A total of 1,332 patients who received the EVO/EVO+ ICL (STAAR Surgical) between 2016 and 2023 at the Herzig Eye Institute in Toronto were included. They were categorized as low (less than –6 D), intermediate (–6 D to –9 D) and high (more than –9 D) myopes. A toric lens was implanted in all patients (71%) with astigmatism above 1 D.
“In terms of uncorrected distance visual acuity, patients performed very well across all groups ... with comparable results,” Modabber said.
According to the results, 97.2% of eyes in the low myopia group, 96.3% in the intermediate myopia group and 86.5% in the high myopia group were within 0.5 D of target refraction, including eyes with 19 D to 20 D of myopia who were intentionally undercorrected. Corrected distance visual acuity was close to 20/20 in all groups.

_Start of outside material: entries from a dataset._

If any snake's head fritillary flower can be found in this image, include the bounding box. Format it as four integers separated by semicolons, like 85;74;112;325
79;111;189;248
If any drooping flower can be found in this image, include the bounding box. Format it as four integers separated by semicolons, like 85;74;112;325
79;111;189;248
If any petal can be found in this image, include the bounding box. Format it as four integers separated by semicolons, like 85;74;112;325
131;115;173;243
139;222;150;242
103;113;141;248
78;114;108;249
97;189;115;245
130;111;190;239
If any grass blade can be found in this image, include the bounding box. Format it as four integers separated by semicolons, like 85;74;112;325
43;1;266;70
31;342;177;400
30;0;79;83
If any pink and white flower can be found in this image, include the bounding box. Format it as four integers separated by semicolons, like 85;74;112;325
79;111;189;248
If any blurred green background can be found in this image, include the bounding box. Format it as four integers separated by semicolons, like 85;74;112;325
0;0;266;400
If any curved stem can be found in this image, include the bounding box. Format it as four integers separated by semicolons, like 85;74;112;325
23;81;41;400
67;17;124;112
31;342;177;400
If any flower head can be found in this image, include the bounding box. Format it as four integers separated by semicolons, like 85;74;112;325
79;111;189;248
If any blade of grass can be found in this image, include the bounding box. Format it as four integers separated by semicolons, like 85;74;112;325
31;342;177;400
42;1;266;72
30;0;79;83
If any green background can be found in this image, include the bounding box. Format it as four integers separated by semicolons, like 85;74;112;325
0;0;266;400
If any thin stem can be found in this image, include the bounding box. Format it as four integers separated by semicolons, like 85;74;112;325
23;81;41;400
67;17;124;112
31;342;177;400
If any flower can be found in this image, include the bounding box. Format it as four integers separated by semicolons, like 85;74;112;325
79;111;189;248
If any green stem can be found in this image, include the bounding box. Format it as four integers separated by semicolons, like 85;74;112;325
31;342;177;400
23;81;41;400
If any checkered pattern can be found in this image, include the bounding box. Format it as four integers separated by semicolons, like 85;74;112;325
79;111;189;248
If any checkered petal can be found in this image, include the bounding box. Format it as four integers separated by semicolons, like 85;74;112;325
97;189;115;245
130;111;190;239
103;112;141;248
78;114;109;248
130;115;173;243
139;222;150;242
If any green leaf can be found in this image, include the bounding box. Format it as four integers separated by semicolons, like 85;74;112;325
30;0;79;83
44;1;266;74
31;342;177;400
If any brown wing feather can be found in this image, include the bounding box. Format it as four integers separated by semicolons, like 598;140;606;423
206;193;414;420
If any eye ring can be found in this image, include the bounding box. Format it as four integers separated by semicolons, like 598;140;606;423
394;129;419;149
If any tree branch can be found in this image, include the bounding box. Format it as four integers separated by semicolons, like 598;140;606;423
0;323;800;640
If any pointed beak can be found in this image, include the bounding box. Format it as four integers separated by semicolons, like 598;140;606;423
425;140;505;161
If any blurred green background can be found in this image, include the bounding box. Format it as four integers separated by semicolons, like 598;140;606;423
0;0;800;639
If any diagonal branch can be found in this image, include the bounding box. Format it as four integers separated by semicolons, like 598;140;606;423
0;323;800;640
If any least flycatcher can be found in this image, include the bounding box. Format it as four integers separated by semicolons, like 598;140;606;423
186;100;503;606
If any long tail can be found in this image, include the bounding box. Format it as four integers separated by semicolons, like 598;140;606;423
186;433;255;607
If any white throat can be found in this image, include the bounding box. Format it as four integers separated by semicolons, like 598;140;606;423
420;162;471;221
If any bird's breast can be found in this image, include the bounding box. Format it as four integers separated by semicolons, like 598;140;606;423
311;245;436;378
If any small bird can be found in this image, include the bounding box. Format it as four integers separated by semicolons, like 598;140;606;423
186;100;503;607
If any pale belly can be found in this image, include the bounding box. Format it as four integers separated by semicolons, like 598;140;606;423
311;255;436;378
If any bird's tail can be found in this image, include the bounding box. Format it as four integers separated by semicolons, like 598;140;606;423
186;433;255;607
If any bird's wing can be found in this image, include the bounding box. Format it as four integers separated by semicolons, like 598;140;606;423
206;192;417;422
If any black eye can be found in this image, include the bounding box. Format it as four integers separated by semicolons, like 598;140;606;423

Endothelial cell loss was less than 10% in 90% of the eyes. A mild IOP rise was seen in a few patients in the first week. The rate of secondary interventions was around 6%, with a low rate of laser vision correction enhancements, almost all in the high myopia group. Less than 2% of cases required ICL size adjustments, and only one patient required explantation due to glare and halos.
“And [that patient] threatened to sue us if we did not put the ICL back into the eye because he wanted the results so badly,” Modabber said.
His group is planning to continue the observation and move from retrospective to prospective studies.